Nistor Badiceanu: “I was a ringleader, a troublemaker, basically an organizer. It was no longer the case to have a democratic leadership, with conferences and congresses, with a democratically elected leader. We were preparing for fighting against state power, what the communists had dubbed ‘the crime of conspiring against social order’, which was included in the Criminal Code, with specific penalties. We also had weapons, because during the war you were allowed to have those. At some point we had a horse cart full of grenades, then handguns and submachine guns, that was not a problem. With the Germans having retreated in disarray, and the frontline going through our region, when someone died, their weapon right next to them, the people who found them kept them hidden. We used to go around villages, gathering the people we trusted and the people they had recruited, and we told them what they had to do, the next step, where to be careful, and where to go out and talk to people. The net was closing in, quotas had been introduced, they were taking away wheat from people, state policy was more and more repressive, and things were getting ripe for us.”

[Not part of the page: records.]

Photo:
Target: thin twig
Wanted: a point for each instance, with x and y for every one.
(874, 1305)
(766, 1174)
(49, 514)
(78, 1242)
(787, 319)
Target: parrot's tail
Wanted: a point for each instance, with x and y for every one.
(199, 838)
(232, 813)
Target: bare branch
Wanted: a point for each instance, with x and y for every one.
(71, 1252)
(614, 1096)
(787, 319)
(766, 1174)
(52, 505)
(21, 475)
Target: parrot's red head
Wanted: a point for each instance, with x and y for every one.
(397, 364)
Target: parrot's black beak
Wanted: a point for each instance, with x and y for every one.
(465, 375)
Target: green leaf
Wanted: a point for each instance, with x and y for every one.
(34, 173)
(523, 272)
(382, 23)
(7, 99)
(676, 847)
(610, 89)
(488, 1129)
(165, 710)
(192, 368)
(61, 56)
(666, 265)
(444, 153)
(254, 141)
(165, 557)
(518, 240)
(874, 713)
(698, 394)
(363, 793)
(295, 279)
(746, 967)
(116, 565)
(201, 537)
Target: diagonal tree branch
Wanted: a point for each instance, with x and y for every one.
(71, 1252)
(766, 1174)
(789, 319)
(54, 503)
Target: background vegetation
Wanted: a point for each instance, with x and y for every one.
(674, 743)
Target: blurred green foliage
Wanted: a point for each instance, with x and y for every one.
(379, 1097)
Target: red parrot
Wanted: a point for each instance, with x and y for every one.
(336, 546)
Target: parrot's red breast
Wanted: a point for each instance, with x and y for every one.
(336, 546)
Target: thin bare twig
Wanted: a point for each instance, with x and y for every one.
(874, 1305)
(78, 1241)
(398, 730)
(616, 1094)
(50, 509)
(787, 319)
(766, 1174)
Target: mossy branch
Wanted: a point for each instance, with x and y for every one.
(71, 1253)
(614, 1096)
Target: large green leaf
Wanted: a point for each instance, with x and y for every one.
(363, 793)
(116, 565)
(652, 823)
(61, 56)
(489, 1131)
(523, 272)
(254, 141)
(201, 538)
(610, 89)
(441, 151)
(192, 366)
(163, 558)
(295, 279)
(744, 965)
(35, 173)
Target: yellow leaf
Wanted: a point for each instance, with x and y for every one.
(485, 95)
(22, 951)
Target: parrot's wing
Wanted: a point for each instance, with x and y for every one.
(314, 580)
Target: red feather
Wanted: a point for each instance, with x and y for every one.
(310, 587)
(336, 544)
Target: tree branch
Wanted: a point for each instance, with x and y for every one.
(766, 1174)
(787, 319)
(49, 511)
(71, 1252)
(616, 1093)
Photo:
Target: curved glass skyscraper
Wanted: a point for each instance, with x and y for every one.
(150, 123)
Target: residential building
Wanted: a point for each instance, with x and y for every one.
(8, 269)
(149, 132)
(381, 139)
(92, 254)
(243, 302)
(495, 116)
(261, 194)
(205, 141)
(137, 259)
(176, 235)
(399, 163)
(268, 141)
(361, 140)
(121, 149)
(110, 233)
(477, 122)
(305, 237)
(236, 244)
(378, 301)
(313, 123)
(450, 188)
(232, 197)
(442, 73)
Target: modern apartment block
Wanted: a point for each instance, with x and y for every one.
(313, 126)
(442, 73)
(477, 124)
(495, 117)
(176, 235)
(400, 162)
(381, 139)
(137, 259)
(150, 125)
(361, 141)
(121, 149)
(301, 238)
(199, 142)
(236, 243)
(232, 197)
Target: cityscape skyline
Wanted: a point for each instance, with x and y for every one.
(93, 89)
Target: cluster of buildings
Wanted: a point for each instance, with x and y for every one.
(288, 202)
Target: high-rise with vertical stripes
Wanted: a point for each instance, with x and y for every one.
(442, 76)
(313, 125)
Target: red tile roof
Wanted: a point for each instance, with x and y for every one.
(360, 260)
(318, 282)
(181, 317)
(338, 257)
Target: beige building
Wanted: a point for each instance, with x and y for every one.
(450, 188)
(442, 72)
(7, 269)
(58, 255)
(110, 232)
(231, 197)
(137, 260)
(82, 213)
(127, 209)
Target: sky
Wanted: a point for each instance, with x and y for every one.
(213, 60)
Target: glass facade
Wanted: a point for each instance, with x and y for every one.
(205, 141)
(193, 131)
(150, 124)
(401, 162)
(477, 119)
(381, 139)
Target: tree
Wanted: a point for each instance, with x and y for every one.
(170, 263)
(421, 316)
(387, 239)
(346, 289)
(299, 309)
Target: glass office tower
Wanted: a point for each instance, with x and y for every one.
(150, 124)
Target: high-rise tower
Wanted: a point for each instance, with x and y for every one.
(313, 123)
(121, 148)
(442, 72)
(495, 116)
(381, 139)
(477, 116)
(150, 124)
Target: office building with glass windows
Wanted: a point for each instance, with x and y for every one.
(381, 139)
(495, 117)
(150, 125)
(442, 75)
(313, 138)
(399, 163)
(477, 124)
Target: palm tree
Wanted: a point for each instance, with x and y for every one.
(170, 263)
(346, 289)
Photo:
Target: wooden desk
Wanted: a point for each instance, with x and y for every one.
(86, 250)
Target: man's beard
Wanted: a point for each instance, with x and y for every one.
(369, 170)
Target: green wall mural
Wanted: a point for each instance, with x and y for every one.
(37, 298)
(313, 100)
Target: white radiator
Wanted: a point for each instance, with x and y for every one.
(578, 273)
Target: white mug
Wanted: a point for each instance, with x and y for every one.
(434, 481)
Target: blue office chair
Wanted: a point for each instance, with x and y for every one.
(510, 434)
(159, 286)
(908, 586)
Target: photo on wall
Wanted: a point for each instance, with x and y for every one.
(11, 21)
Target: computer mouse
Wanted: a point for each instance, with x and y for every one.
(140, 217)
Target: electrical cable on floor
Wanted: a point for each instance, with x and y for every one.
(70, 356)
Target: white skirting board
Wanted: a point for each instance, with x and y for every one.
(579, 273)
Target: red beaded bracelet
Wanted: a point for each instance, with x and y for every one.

Badiceanu wanted to put together a guerrilla to hide in the mountains and put up armed resistance. Joining the Peasant Party members were members of the Romanian armed forces, former Iron Guard members and peasants who had had their land taken away. This was the anti-communist resistance. After 8 months, the Independent Romania group was uncovered, and its core members arrested because of a recruit who could not keep the secret. The group, however, had made its point.